You generally can't deduct in one year the entire cost of property you acquired, produced, or improved and placed in service for use either in your trade or business or to produce income if the property is a capital expenditure. Instead, you generally must depreciate such property. Depreciation is the recovery of the cost of the property over a number of years. You deduct a part of the cost every year until you fully recover its cost. You may be able to elect under section 179 to recover all or part of the cost of qualifying property up to a limit, by deducting it in the year you place the qualifying property in service. For more information, refer to Publication 946, How to Depreciate Property.
Depreciable or Not Depreciable
The kinds of property that you can depreciate include machinery, equipment, buildings, vehicles, and furniture. You can't claim depreciation on property held for personal purposes. If you use property, such as a car, for both business or investment and personal purposes, you can depreciate only the business or investment use portion. Land is never depreciable, although buildings and certain land improvements may be.

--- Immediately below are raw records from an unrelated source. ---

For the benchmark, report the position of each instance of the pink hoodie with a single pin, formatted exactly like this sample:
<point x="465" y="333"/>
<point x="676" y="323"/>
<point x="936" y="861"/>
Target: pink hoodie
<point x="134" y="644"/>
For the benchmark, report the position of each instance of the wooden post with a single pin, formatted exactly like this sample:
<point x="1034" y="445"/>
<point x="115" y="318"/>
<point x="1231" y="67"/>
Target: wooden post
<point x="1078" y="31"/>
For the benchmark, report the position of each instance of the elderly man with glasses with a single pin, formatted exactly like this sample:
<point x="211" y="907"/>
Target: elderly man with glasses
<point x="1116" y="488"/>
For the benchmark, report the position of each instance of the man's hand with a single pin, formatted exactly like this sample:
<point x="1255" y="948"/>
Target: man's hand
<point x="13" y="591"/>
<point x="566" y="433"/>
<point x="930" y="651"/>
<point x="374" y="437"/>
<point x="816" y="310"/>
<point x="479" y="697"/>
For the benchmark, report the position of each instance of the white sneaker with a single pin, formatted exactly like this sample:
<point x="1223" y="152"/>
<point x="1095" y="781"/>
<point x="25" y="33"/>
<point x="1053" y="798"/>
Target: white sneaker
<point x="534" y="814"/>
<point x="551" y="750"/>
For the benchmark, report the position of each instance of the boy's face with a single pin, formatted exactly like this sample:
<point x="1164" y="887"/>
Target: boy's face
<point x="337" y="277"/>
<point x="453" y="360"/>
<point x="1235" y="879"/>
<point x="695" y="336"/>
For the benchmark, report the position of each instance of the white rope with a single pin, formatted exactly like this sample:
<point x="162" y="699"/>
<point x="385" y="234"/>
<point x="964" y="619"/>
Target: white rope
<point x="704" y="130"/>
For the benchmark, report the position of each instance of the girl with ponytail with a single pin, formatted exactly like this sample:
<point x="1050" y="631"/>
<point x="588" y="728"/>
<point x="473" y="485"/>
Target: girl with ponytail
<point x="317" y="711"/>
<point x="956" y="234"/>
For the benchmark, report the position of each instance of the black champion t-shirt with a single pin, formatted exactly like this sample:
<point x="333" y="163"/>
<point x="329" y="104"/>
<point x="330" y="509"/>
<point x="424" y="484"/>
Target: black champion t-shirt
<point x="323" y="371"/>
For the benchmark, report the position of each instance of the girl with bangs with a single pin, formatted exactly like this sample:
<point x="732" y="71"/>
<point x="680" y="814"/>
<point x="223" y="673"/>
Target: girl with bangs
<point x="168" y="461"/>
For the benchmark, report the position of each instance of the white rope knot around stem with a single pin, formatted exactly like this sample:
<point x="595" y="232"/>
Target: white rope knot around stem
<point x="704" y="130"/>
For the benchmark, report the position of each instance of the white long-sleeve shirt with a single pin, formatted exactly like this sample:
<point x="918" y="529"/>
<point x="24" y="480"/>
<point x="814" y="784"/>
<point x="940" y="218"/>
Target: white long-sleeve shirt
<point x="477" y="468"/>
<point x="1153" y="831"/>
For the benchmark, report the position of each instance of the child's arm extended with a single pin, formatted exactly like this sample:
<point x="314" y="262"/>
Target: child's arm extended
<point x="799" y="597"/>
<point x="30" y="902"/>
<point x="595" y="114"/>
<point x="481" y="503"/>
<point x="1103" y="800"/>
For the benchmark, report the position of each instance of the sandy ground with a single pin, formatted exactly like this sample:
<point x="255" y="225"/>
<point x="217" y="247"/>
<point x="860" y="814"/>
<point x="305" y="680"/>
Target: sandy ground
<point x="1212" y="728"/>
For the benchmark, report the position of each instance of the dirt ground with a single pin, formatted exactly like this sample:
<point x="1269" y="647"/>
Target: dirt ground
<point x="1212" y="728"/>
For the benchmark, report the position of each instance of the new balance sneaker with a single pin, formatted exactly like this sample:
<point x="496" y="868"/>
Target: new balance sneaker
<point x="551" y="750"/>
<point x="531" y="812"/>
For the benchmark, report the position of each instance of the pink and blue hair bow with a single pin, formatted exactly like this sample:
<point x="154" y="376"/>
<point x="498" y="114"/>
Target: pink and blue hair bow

You may depreciate property that meets all five of the following tests:
- It must be property you own.
- It must be used in a business or income-producing activity.
- It must have a determinable useful life.
- It must be expected to last more than one year.
- It must not be excepted property. Excepted property (as described in Publication 946, How to Depreciate Property) includes certain intangible property, certain term interests, and property placed in service and disposed of in the same year.
ACRS or MACRS
Generally, if you're depreciating property you placed in service before 1987, you must use the Accelerated Cost Recovery System (ACRS) or the same method you used in the past. For property placed in service after 1986, you generally must use the Modified Accelerated Cost Recovery System (MACRS).